Le chanteur Saad Lamjarred poursuivi pour viol et toujours adulé au Maroc

Toutes les semaines, chronique de la vie quotidienne, sociale et culturelle dans les pays arabes. Aujourd’hui, retour sur la carrière de Saad Lamjarred, qui continue son ascension au Maroc et dans le reste des pays arabes alors qu'il fait face à plusieurs accusations de viols et d'agressions sexuelles.
Le chanteur marocain Saad Lamjarred, le 30 juin près de Tunis. (FETHI BELAID/Photo Fethi Belaid. AFP)
publié le 15 février 2020 à 9h33

A l'heure de #MeToo où les langues se délient un peu partout pour dénoncer les abus sexuels, le mouvement a manifestement du mal à prendre dans le monde arabe.
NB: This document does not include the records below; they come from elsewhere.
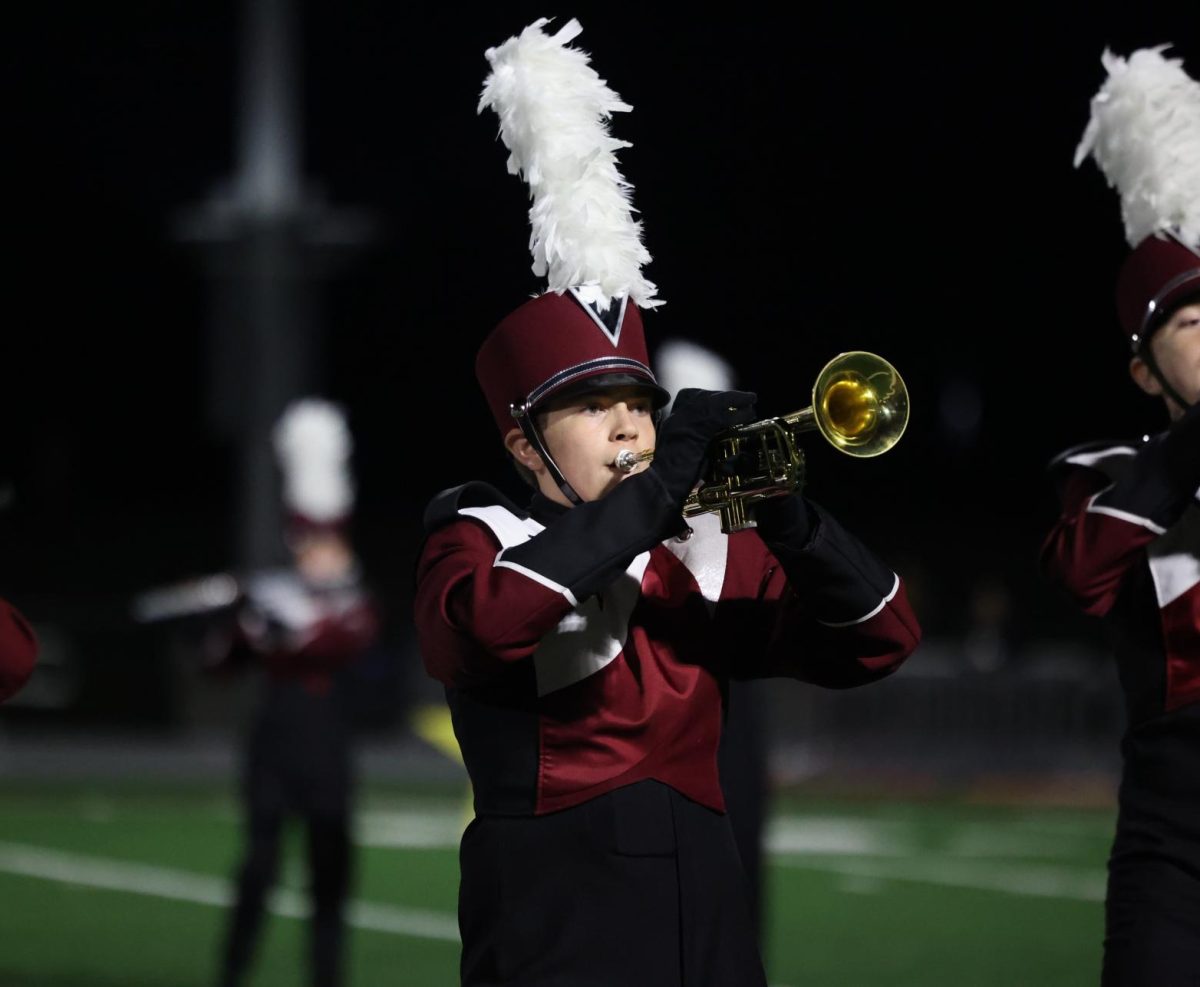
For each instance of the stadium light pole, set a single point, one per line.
(267, 240)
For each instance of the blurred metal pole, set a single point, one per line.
(267, 243)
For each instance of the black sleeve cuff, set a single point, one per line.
(837, 575)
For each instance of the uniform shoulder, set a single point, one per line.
(1108, 456)
(445, 507)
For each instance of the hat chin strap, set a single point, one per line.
(523, 416)
(1147, 357)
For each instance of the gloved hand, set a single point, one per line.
(683, 441)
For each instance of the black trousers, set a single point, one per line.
(298, 765)
(1152, 923)
(639, 886)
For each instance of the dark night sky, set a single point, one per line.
(814, 180)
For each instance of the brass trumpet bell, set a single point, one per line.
(859, 405)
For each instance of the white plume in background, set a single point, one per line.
(679, 364)
(313, 444)
(555, 113)
(1145, 136)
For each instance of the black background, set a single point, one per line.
(813, 179)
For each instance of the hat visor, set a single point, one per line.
(607, 382)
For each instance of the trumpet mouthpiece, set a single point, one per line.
(627, 459)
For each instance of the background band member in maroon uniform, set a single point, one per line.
(1128, 542)
(18, 650)
(586, 639)
(304, 624)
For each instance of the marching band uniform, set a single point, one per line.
(586, 650)
(1127, 542)
(304, 626)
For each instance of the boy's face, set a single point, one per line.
(1176, 347)
(585, 434)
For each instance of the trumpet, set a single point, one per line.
(859, 406)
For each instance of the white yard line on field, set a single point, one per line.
(202, 889)
(1029, 880)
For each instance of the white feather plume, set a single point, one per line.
(1145, 136)
(679, 364)
(555, 113)
(313, 444)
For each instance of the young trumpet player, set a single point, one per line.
(1127, 544)
(586, 639)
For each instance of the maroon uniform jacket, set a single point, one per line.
(18, 651)
(1127, 546)
(575, 665)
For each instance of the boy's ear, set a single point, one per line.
(521, 449)
(1144, 378)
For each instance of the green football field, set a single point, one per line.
(126, 885)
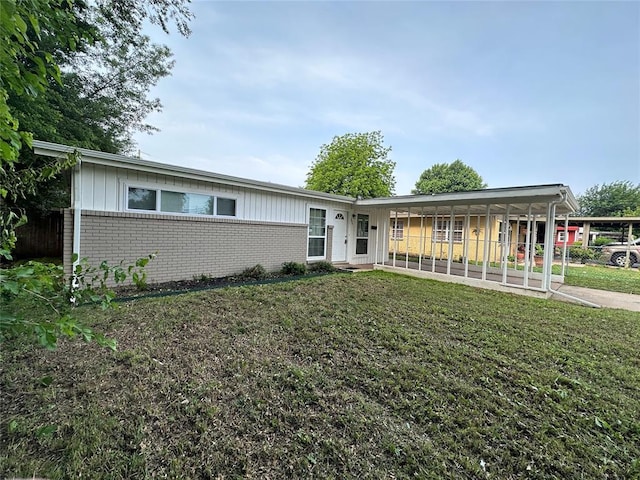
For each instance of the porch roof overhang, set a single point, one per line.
(518, 200)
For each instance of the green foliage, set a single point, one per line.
(39, 301)
(322, 267)
(452, 177)
(616, 199)
(354, 165)
(109, 67)
(293, 268)
(257, 272)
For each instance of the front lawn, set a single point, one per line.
(368, 375)
(614, 279)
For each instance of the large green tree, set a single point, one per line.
(42, 44)
(78, 73)
(448, 177)
(354, 165)
(616, 199)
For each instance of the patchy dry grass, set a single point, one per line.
(344, 376)
(613, 279)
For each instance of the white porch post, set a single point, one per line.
(465, 248)
(477, 239)
(548, 246)
(565, 259)
(434, 224)
(395, 239)
(527, 248)
(375, 259)
(487, 236)
(506, 242)
(408, 241)
(384, 247)
(450, 249)
(517, 237)
(421, 249)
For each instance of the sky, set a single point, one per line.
(526, 93)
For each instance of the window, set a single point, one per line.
(362, 234)
(226, 207)
(191, 203)
(141, 199)
(317, 232)
(179, 202)
(442, 230)
(397, 230)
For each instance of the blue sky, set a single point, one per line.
(524, 92)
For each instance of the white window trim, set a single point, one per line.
(172, 188)
(395, 229)
(447, 223)
(326, 224)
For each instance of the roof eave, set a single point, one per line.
(111, 159)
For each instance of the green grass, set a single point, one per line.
(613, 279)
(369, 375)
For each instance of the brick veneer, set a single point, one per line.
(185, 246)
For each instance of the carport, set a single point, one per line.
(490, 226)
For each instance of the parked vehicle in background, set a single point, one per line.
(616, 253)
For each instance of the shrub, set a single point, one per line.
(293, 268)
(257, 272)
(322, 266)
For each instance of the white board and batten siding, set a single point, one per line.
(104, 188)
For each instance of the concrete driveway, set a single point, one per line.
(602, 298)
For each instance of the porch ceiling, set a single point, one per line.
(518, 200)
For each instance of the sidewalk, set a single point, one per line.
(603, 298)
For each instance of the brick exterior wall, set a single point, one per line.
(185, 246)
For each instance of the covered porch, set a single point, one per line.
(493, 238)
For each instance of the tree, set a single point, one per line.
(354, 165)
(616, 199)
(37, 37)
(452, 177)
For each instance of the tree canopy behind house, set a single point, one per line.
(354, 165)
(448, 177)
(78, 73)
(616, 199)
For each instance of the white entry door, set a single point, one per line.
(339, 240)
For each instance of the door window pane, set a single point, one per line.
(317, 222)
(316, 247)
(362, 245)
(362, 234)
(141, 199)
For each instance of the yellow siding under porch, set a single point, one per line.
(416, 239)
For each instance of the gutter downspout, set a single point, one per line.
(77, 214)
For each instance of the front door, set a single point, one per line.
(339, 240)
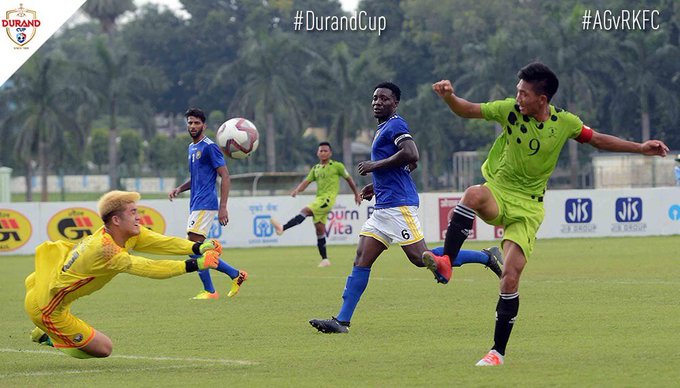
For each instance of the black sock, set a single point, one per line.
(458, 230)
(321, 244)
(297, 220)
(506, 313)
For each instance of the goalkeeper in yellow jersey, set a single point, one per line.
(65, 272)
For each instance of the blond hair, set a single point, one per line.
(115, 201)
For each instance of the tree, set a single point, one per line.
(40, 115)
(267, 86)
(107, 11)
(99, 145)
(130, 149)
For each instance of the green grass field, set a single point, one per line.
(593, 312)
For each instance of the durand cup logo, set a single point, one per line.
(73, 224)
(21, 25)
(15, 230)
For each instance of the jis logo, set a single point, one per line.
(578, 210)
(629, 209)
(262, 226)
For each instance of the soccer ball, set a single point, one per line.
(238, 138)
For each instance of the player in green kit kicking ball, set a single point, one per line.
(326, 174)
(516, 171)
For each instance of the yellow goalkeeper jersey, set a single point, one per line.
(65, 271)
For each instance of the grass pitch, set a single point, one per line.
(593, 312)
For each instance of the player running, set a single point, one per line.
(395, 219)
(516, 171)
(326, 174)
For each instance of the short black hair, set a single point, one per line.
(543, 80)
(389, 85)
(195, 112)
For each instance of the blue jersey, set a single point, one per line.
(393, 186)
(204, 159)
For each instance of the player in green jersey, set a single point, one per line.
(326, 175)
(516, 172)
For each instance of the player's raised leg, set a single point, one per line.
(321, 243)
(476, 200)
(490, 257)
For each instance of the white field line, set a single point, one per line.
(524, 280)
(84, 371)
(193, 360)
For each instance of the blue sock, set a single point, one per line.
(356, 284)
(205, 277)
(465, 256)
(224, 267)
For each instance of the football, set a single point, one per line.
(238, 138)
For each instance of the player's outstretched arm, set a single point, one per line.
(161, 269)
(225, 186)
(459, 106)
(615, 144)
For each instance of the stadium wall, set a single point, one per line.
(569, 213)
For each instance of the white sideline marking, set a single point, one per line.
(207, 361)
(83, 371)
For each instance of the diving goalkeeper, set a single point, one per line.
(65, 272)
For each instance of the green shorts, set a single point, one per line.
(320, 208)
(519, 215)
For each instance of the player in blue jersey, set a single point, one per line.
(395, 218)
(205, 163)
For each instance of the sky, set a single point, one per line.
(347, 5)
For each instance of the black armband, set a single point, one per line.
(197, 248)
(191, 265)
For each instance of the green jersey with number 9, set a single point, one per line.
(524, 156)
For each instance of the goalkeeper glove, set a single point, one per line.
(200, 248)
(211, 245)
(208, 260)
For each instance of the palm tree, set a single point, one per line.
(40, 115)
(647, 71)
(107, 11)
(120, 86)
(267, 84)
(348, 106)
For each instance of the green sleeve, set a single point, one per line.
(497, 110)
(311, 177)
(342, 171)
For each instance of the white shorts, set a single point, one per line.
(200, 221)
(398, 224)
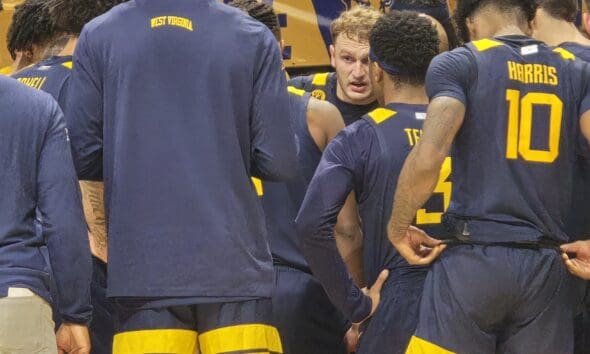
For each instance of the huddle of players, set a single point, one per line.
(382, 62)
(381, 67)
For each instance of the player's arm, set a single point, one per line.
(64, 228)
(84, 114)
(447, 80)
(327, 192)
(273, 153)
(325, 122)
(301, 83)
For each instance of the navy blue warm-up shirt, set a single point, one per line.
(51, 75)
(518, 140)
(177, 104)
(281, 201)
(37, 174)
(366, 157)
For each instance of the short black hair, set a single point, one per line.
(566, 10)
(437, 9)
(407, 42)
(524, 9)
(261, 12)
(71, 15)
(31, 25)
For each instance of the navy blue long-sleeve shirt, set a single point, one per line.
(366, 157)
(51, 75)
(37, 173)
(177, 104)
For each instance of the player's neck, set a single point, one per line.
(492, 22)
(405, 94)
(70, 46)
(556, 32)
(508, 30)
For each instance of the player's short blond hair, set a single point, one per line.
(355, 23)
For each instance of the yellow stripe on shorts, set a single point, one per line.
(250, 338)
(164, 341)
(421, 346)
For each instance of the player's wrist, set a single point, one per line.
(365, 312)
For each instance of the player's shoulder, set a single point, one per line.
(574, 50)
(106, 19)
(15, 95)
(239, 22)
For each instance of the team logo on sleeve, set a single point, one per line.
(319, 94)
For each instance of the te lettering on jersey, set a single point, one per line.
(533, 73)
(34, 82)
(176, 21)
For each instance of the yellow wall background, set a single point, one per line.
(302, 33)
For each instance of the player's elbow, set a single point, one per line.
(426, 160)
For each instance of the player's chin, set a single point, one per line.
(359, 93)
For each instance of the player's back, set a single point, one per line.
(185, 99)
(281, 200)
(513, 156)
(578, 222)
(50, 75)
(388, 135)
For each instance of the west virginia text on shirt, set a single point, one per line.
(35, 82)
(171, 21)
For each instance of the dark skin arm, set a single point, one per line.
(579, 263)
(325, 122)
(419, 177)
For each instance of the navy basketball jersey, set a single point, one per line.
(323, 87)
(281, 201)
(50, 75)
(513, 158)
(396, 129)
(579, 223)
(367, 158)
(574, 50)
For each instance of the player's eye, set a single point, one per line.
(348, 59)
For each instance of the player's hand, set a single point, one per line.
(73, 338)
(417, 247)
(351, 339)
(374, 292)
(580, 265)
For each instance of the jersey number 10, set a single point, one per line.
(520, 126)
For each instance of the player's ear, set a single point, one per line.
(472, 28)
(376, 72)
(332, 56)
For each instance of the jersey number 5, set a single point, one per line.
(520, 125)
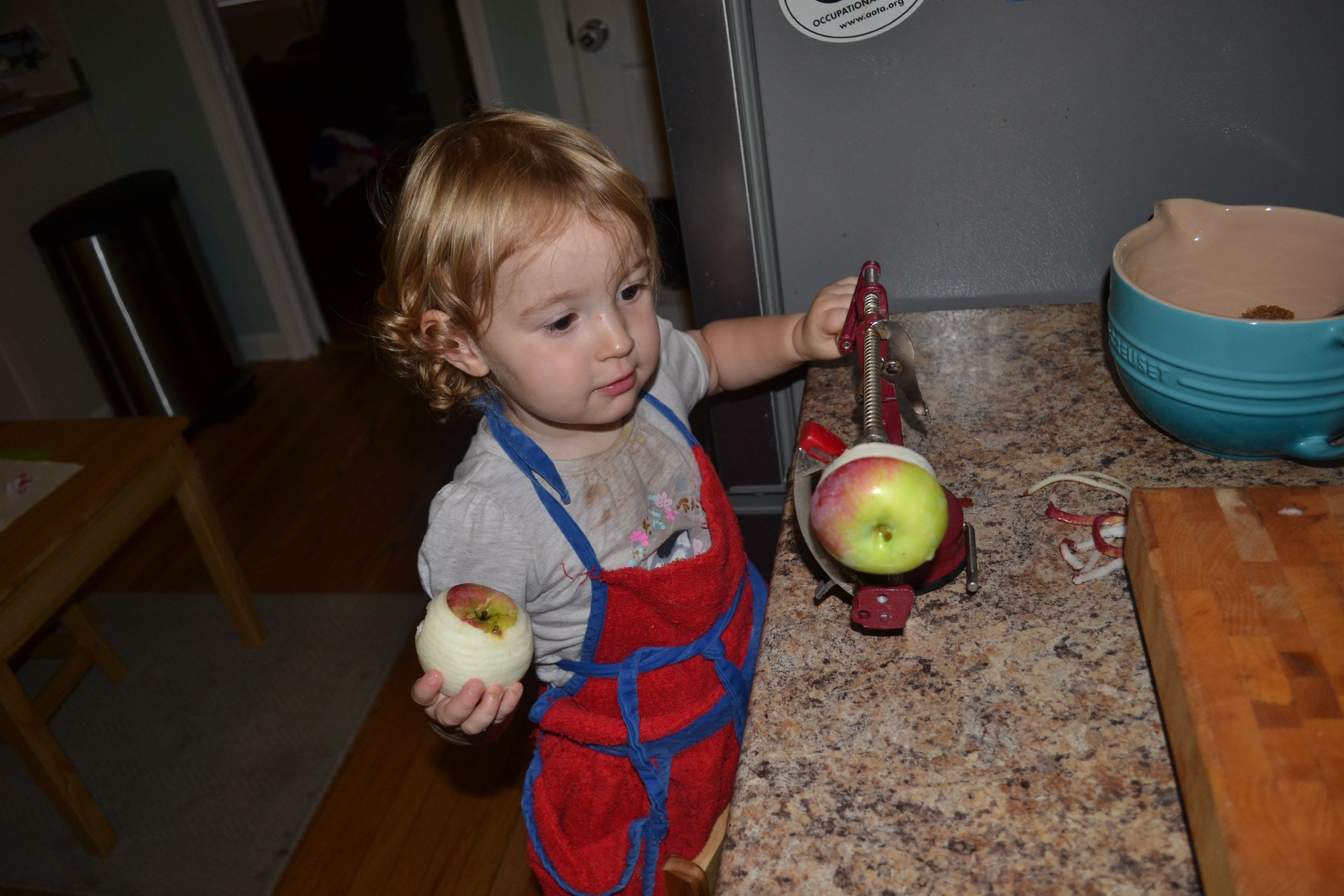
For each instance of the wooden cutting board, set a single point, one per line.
(1241, 599)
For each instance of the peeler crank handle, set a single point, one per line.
(972, 563)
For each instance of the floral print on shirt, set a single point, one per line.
(674, 528)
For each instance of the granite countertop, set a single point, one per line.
(1007, 742)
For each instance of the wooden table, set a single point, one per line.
(131, 466)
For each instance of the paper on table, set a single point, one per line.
(46, 476)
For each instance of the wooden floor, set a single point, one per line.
(323, 485)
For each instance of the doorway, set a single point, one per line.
(342, 93)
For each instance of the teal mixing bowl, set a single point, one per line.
(1230, 386)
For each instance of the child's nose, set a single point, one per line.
(616, 336)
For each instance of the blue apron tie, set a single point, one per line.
(651, 761)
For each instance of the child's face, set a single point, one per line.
(573, 336)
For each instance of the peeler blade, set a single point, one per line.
(900, 349)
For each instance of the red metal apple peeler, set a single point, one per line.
(886, 365)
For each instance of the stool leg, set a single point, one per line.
(50, 767)
(214, 548)
(84, 626)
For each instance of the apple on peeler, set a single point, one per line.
(879, 509)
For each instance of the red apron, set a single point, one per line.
(636, 754)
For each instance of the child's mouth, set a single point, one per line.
(623, 385)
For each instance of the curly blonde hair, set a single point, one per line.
(479, 193)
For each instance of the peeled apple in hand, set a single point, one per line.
(474, 632)
(879, 509)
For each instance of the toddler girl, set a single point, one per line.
(521, 268)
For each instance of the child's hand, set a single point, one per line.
(476, 715)
(815, 334)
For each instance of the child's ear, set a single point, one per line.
(459, 350)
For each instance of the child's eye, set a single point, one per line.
(561, 324)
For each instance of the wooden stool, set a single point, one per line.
(699, 875)
(131, 468)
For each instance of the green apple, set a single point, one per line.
(879, 509)
(475, 632)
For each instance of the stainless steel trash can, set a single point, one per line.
(128, 267)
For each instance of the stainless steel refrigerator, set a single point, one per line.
(987, 152)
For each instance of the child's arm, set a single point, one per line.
(476, 715)
(745, 351)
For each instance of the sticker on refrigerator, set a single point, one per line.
(840, 21)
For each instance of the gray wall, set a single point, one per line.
(995, 152)
(43, 370)
(519, 47)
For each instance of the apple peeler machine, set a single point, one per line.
(886, 362)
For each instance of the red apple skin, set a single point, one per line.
(483, 607)
(863, 493)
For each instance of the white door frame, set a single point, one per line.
(244, 158)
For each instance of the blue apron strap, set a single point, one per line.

Le cas du chanteur marocain Saad Lamjarred, mis en examen en France dans trois affaires de viols et de violences en est une illustration.

Après les accusations de viol par une jeune femme fin 2016, la cour d'appel de Paris a infirmé récemment l'ordonnance rendue en avril qui avait requalifié les faits en «agression sexuelle» et «violences aggravées». Résultat : le chanteur de 35 ans sera finalement jugé aux assises pour viol.

Petit retour en arrière : dans sa plainte, la victime présumée Laura P. affirmait avoir été agressée à l'âge de 20 ans par le chanteur dans sa chambre à l'hôtel Marriot en octobre 2016, quelques jours avant son concert à Paris. Incarcéré dans la foulée, Saad Lamjarred avait été libéré sous bracelet électronique en avril 2017 avant d'être remis en examen pour les faits dénoncés par une jeune Franco-Marocaine affirmant qu'il l'avait agressée et frappée à Casablanca en 2015. Celle-ci a néanmoins retiré sa plainte. Même accusation de viol en août 2018, cette fois après la plainte d'une jeune femme pour viol à l'issue d'une soirée à Saint-Tropez. Après deux mois et demi d'incarcération, il a été libéré sous contrôle judiciaire, contraint de résider à Paris le temps de l'enquête. Depuis, il a obtenu le droit de retourner au Maroc et de se reproduire sur scène.

Alors qu'il risque désormais vingt ans de prison ferme, Saad Lamjarred a posté sur son compte Instagram jeudi une photo de lui, tout sourire, avec cette légende en anglais : «Vous me manquez. Je vous prépare une surprise. A bientôt !», et le hashtag en arabe #الله_ينصر_سيدنا («Que dieu garde notre maître», en référence au roi du Maroc).

Ses fans brandissent la théorie du complot

Depuis trois ans, la saga Lamjarred tient en haleine son public marocain toujours aussi fan et au-delà, jusqu'en Arabie Saoudite où il a donné, pas plus tard qu'en décembre, un concert à guichets fermés. Le show en question a réuni un public essentiellement masculin, le prix des billets VIP avait même atteint l'équivalent de 10 000 euros. Pas de coup de frein non plus à sa productivité : les tubes «Ensay», «Njibek», «Ikhallik lili» et «Salam» se sont succédé rapidement.

Malgré ces affaires judiciaires, Saad Lamjarred reste adulé dans son pays natal au point que c'est le Roi Mohammed VI en personne qui avait chargé son avocat personnel Eric-Dupont Moretti de la défense de Saad Lamjarred jusqu'à ce que ce dernier soit mis en cause dans la troisième affaire de viol.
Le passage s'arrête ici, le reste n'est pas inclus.